Butchering Eels

Publish Date: October 11, 2019

I dreaded the moment for years—through the early drafts and the revisions, through the long slog to complete the novel, through its acceptance by a small press, through several rounds of copy-editing, right up to the printing of advance review copies (ARCs). I worried and I wondered: What will my mother think when she reads it? Will she view my story as a betrayal?

Fiction often, perhaps always, has its roots in a writer’s feelings about her family. Ben Novotny, the character at the center of my first novel, Degrees of Difficulty, resembles my youngest brother, Robert; both the fictional and the real chromosome that led to multiple physical impairments, brain-wracking seizures, and severe developmental delays. Both were born into a loving family that struggled to ensure the special child not only survive but live the happiest life possible. Both families, despite good intentions, made costly mistakes, and lived through great heartache.

What would my novel show of my feelings towards Ben/Robert? To my family? To my mother?

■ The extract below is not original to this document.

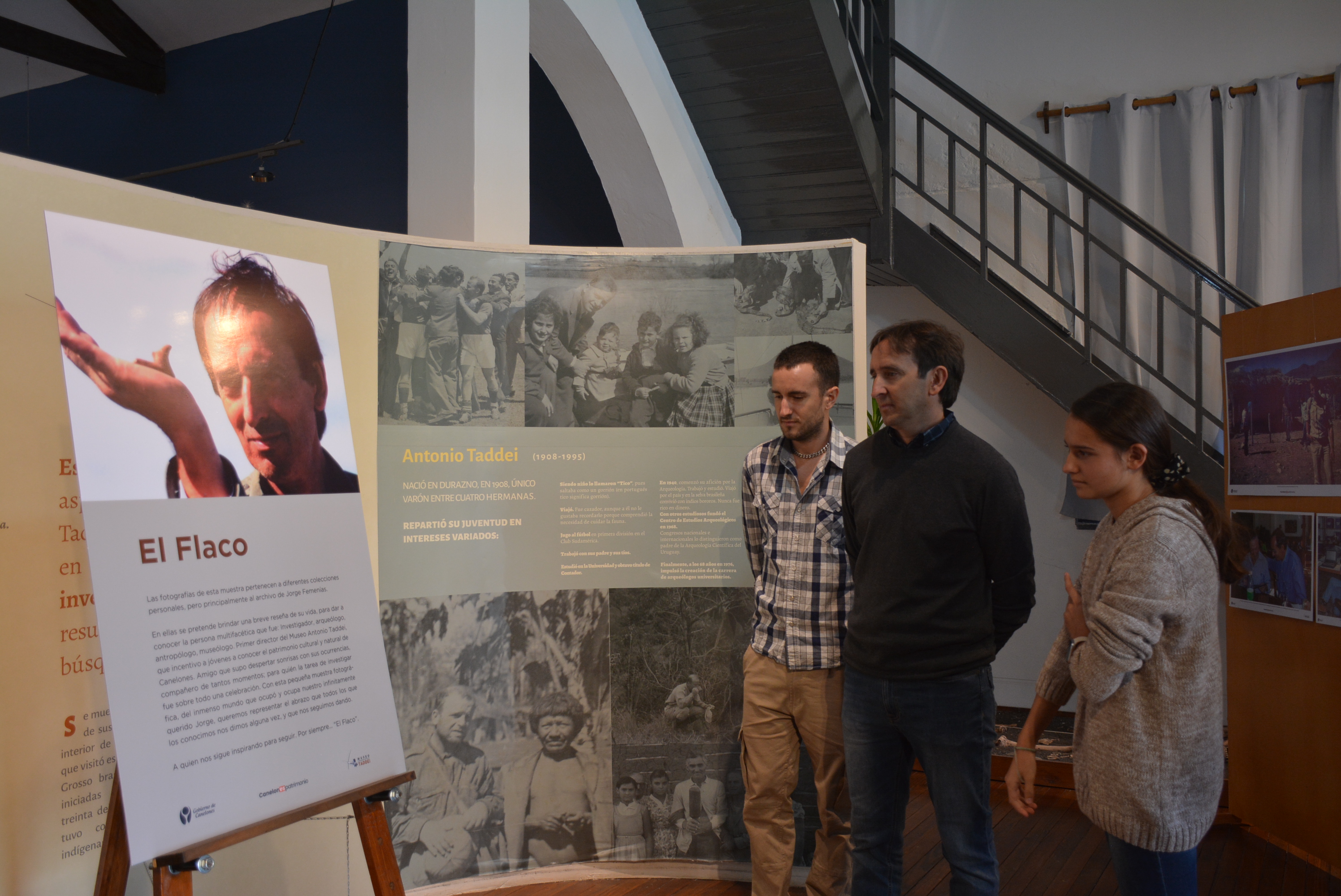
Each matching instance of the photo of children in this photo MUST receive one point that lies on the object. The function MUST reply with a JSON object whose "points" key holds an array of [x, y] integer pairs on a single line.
{"points": [[450, 336], [1278, 564], [629, 341], [1281, 431], [198, 370], [1329, 569]]}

Elena Ferrante, pseudonymous author of My Brilliant Friend and other brilliant novels, says that writing is like “butchering eels.” She pulls from the depths of her experience everything that is “alive and writhing,” including unbearable memories hiding deep in the murky waters. Her description of capturing the slithering, slippery past seems perfect to me. My stories begin with a fragment (a memory, a moment, an image or inchoate feeling) from my past; I then create characters, shape points of view, structure a narrative —that is, use all the tools of fiction—to find the larger truth within the fragment. Sometimes, I am afraid of what I pull up from the depths. What will my family recognize in it, and in my telling of it? Will my mother think that I am blaming her for our family’s pain, for our losses?

I arrived at Mom’s condo in Florida back in January for a three-day visit; I came to see how she was doing in her new home, but also with an ulterior motive: I wanted her to read my book before its publication in October. Near the end of my stay, I showed her an advance review copy, with anxiety swirling in my stomach and a nonchalant comment: Check this out, whenever you have the time.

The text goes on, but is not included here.